Kann es nicht seindas der Text in Zusammenhang mit dem 2. Weltkrieg steht? (Dem 1. weniger da die Leute dort im Inland total begeistert waren und nur im Ausland gekämpft wurde)

Würde ja auch von der Lebenszeit des Autors passen. Man müsste nur noch wissen wann der Text verfasst wurde!

In dem Falle hätte ich eine Idee... Sonst kann ich dir auch nicht weiterhelfen
Lindenblatt
BeitragVerfasst am: 29. Nov 2005 09:49    Titel: Benjamin: Ein Kind in der Schule

Wer kann mir helfen, diesen eigenartig symbolisch-impressionistischen Text zu entschlüsseln?

Ein Kind kommt zu spät zur Schule.
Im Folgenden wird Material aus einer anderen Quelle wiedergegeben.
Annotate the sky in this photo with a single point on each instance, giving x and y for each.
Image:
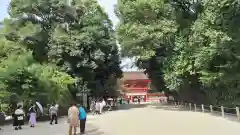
(108, 5)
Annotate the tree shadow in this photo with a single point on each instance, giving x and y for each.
(168, 107)
(228, 116)
(93, 131)
(131, 106)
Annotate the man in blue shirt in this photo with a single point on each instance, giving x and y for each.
(82, 118)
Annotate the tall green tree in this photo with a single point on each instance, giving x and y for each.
(77, 37)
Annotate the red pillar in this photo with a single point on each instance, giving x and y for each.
(145, 98)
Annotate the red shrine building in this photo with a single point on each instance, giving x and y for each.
(135, 85)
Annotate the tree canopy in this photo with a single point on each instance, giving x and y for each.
(192, 47)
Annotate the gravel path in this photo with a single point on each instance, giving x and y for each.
(141, 120)
(152, 121)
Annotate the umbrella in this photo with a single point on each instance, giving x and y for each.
(39, 106)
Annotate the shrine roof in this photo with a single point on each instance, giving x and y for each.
(137, 75)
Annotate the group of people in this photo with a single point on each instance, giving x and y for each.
(76, 117)
(98, 106)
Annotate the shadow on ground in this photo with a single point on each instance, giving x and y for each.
(167, 107)
(93, 130)
(131, 106)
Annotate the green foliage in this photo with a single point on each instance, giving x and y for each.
(53, 49)
(198, 41)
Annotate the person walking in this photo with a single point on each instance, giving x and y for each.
(82, 118)
(2, 119)
(53, 114)
(18, 118)
(97, 107)
(73, 118)
(33, 115)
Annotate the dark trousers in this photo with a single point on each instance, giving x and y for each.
(54, 117)
(82, 125)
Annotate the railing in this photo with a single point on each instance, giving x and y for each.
(221, 110)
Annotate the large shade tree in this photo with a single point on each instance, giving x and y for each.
(194, 45)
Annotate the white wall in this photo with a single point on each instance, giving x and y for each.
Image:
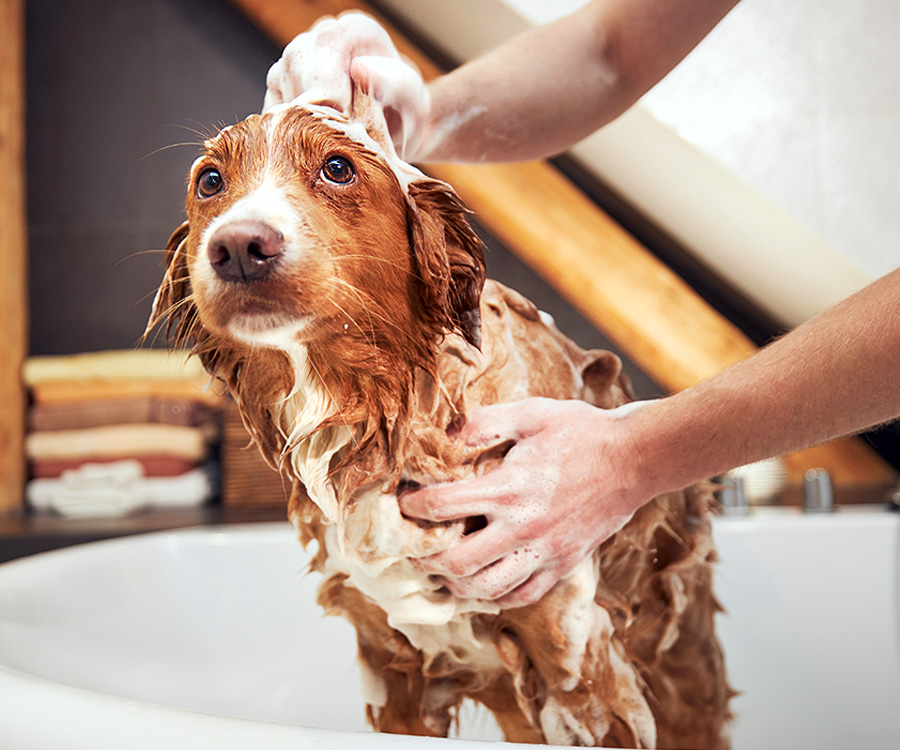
(771, 151)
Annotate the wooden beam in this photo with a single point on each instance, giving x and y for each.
(13, 253)
(659, 322)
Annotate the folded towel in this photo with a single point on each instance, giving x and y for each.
(153, 466)
(121, 441)
(129, 364)
(56, 391)
(118, 489)
(149, 408)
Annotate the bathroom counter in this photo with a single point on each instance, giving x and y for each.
(26, 533)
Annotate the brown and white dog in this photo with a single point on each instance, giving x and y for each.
(340, 296)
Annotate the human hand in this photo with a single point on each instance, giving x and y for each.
(322, 66)
(567, 484)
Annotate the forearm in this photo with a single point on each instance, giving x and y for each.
(550, 87)
(837, 374)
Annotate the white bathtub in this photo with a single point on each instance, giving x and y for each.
(211, 639)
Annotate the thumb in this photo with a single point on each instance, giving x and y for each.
(397, 87)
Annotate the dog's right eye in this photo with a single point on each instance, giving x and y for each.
(209, 183)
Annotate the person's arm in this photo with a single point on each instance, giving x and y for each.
(532, 97)
(550, 87)
(575, 472)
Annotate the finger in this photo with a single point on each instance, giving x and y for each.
(452, 501)
(509, 421)
(494, 581)
(367, 36)
(531, 590)
(469, 555)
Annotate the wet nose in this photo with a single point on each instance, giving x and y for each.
(245, 251)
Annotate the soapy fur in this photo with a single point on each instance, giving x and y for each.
(352, 365)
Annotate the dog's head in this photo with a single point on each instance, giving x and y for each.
(305, 234)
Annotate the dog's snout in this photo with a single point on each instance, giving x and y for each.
(245, 251)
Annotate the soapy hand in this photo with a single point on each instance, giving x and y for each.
(560, 491)
(322, 66)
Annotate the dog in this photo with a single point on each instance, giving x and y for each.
(340, 295)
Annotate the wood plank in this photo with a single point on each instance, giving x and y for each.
(13, 252)
(657, 320)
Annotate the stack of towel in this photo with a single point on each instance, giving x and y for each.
(111, 432)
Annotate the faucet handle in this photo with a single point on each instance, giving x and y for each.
(733, 496)
(819, 495)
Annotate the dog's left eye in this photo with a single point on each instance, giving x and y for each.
(338, 169)
(210, 182)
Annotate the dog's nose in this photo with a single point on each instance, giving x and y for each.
(245, 251)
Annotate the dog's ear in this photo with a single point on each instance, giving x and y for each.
(605, 384)
(448, 259)
(172, 299)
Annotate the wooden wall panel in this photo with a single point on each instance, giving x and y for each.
(13, 297)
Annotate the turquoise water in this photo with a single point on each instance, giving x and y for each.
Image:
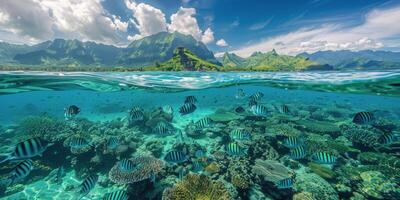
(321, 110)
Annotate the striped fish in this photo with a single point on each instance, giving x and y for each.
(71, 111)
(176, 157)
(297, 153)
(87, 185)
(190, 99)
(285, 183)
(116, 195)
(203, 123)
(256, 96)
(292, 142)
(259, 110)
(126, 165)
(187, 108)
(240, 134)
(162, 129)
(323, 158)
(389, 138)
(363, 117)
(28, 149)
(234, 149)
(22, 170)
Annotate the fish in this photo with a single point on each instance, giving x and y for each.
(187, 108)
(323, 158)
(71, 111)
(116, 195)
(297, 153)
(240, 134)
(292, 142)
(162, 129)
(364, 117)
(285, 183)
(234, 149)
(27, 149)
(87, 185)
(190, 99)
(126, 165)
(256, 96)
(176, 157)
(203, 123)
(22, 170)
(259, 110)
(389, 138)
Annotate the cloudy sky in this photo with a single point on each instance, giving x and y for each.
(242, 27)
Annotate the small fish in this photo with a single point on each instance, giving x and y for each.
(240, 134)
(259, 110)
(116, 195)
(22, 170)
(87, 185)
(190, 99)
(323, 158)
(176, 157)
(363, 118)
(203, 123)
(234, 149)
(112, 143)
(187, 108)
(126, 165)
(285, 183)
(71, 111)
(239, 109)
(162, 129)
(389, 138)
(292, 142)
(256, 96)
(297, 153)
(27, 149)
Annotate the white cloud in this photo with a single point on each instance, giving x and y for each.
(208, 36)
(147, 19)
(378, 28)
(222, 43)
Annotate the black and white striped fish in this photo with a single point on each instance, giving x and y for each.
(203, 123)
(292, 142)
(22, 170)
(297, 153)
(259, 110)
(187, 108)
(285, 183)
(190, 99)
(323, 158)
(176, 157)
(87, 185)
(28, 149)
(363, 117)
(126, 165)
(234, 149)
(240, 134)
(71, 111)
(116, 195)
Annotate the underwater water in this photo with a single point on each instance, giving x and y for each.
(154, 135)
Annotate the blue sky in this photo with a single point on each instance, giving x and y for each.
(242, 27)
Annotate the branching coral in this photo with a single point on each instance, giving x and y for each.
(197, 187)
(146, 166)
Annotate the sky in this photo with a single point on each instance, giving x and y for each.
(242, 27)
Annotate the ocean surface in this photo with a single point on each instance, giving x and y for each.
(295, 135)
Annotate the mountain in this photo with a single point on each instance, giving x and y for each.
(184, 60)
(270, 61)
(160, 47)
(366, 59)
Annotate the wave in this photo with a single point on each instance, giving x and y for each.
(373, 82)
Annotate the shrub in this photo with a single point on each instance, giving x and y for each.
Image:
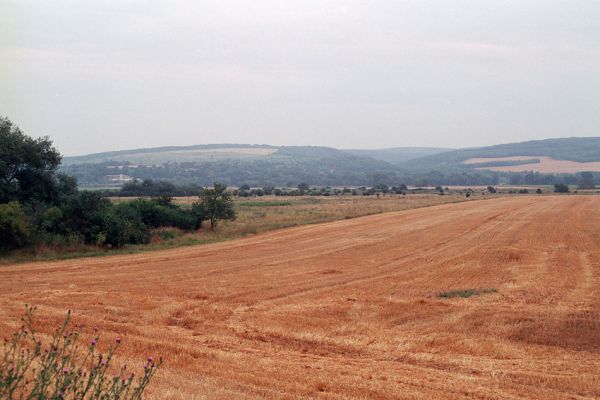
(118, 229)
(62, 369)
(14, 226)
(465, 293)
(561, 188)
(215, 204)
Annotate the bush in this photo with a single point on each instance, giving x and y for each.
(155, 214)
(14, 226)
(215, 204)
(561, 188)
(60, 369)
(118, 230)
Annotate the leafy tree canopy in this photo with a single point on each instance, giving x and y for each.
(28, 167)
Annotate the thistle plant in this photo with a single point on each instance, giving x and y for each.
(65, 369)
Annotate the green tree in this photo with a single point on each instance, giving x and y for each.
(586, 180)
(14, 226)
(28, 167)
(215, 204)
(561, 188)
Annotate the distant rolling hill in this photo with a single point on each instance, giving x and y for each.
(264, 165)
(565, 155)
(234, 164)
(398, 155)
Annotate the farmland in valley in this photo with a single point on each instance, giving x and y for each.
(483, 299)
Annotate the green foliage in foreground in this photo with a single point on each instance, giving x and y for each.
(14, 227)
(64, 369)
(215, 204)
(465, 293)
(38, 206)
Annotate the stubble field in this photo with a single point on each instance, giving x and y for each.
(352, 308)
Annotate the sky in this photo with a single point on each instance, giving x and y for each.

Wahrscheinlich in Angst und mit träumerischen Gedanken.
Hat wohl schon absichtlich geknüngelt... (Ich weiß, das Wort gibt es nicht im Duden der 23. Aufl.; aber damit kann sich das Kind jetzt nicht aufhalten.)


WALTER B E N J A M I N (1892 – 1940):
Zu spät gekommenes Kind


Die Uhr im Schulhof sieht beschädigt aus durch seine Schuld. Sie steht auf „Zu spät“. Und in den Flur dringt aus den Klassentüren, wo es vorbeistreicht, Murmeln von geheimer Beratung. Lehrer und Schüler dahinter sind Freund. Oder es schweigt alles still, als erwarte man einen. Unhörbar legt es die Hand an die Klinke. Die Sonne tränkt den Flecken, wo es steht. Da schändet es den: grünen Tag und öffnet. Es hört die Lehrerstimme wie ein Mühlrad klappern; es steht vor dem Mahlwerk. Die klappernde Stimme behält ihren Takt, aber die Knechte werfen nun alles ab auf das neue; zehn, zwanzig schwere Säcke fliegen ihm zu, die muß es zur Bank tragen. An seinem Mäntelchen ist jeder Faden weiß bestaubt. Wie eine arme Seele um Mitternacht macht es bei jedem Schritt Getöse, und keiner sieht es. Sitzt es dann auf dem Platz, so schafft es leise mit bis Glockenschlag. Aber es ist kein Segen dabei.
*
(Aus: W. B.: Einbahnstraßen. Schriften. Bd. I. 1955)


*

Vor der Tür zur Klasse.
Das Klappern des Mühlrades, das durch das leise Geräusch des in der Klasse redenden Lehrers assoziiert wird, versetzt die Wahrnehmung, bedingt durch die Erinnerung des Kindes an einen ganz anderen Raum, in einer Mühle, mit laufendem Mahlwerk, mit geschäftiger Arbeit; eine Heimatszenerie, sein Elternhaus?
Oder klingt hier eine Traumwelt nach, wo es, das Kind, ein Geschehen miterlebt hat, in einer Geschichte, einem Märchen, in der Nacht?
Das Kind nimmt zwar noch Platz im Klassenraum, ohne dass uns eine mahnende oder störende Reaktion des Lehrers mitgeteilt wird. Wenn's vernommen - hat's vergessen!
Aber da ist ein mir vertrautes, vergebliches Warten auf ein Teilnahme, ein Angesprochenwerden, auf einen Erlebnissinn des Unterrichts. Vergebens?

*
Zur Sprache, zum Aufbau, zum Stil – das habe ich erst mal weggelassen.
Da mir das Erlebnis des Kindes naheging.
*
Wer hat noch Ideen der Verständigung zu dieser eigenartigen Schulszene?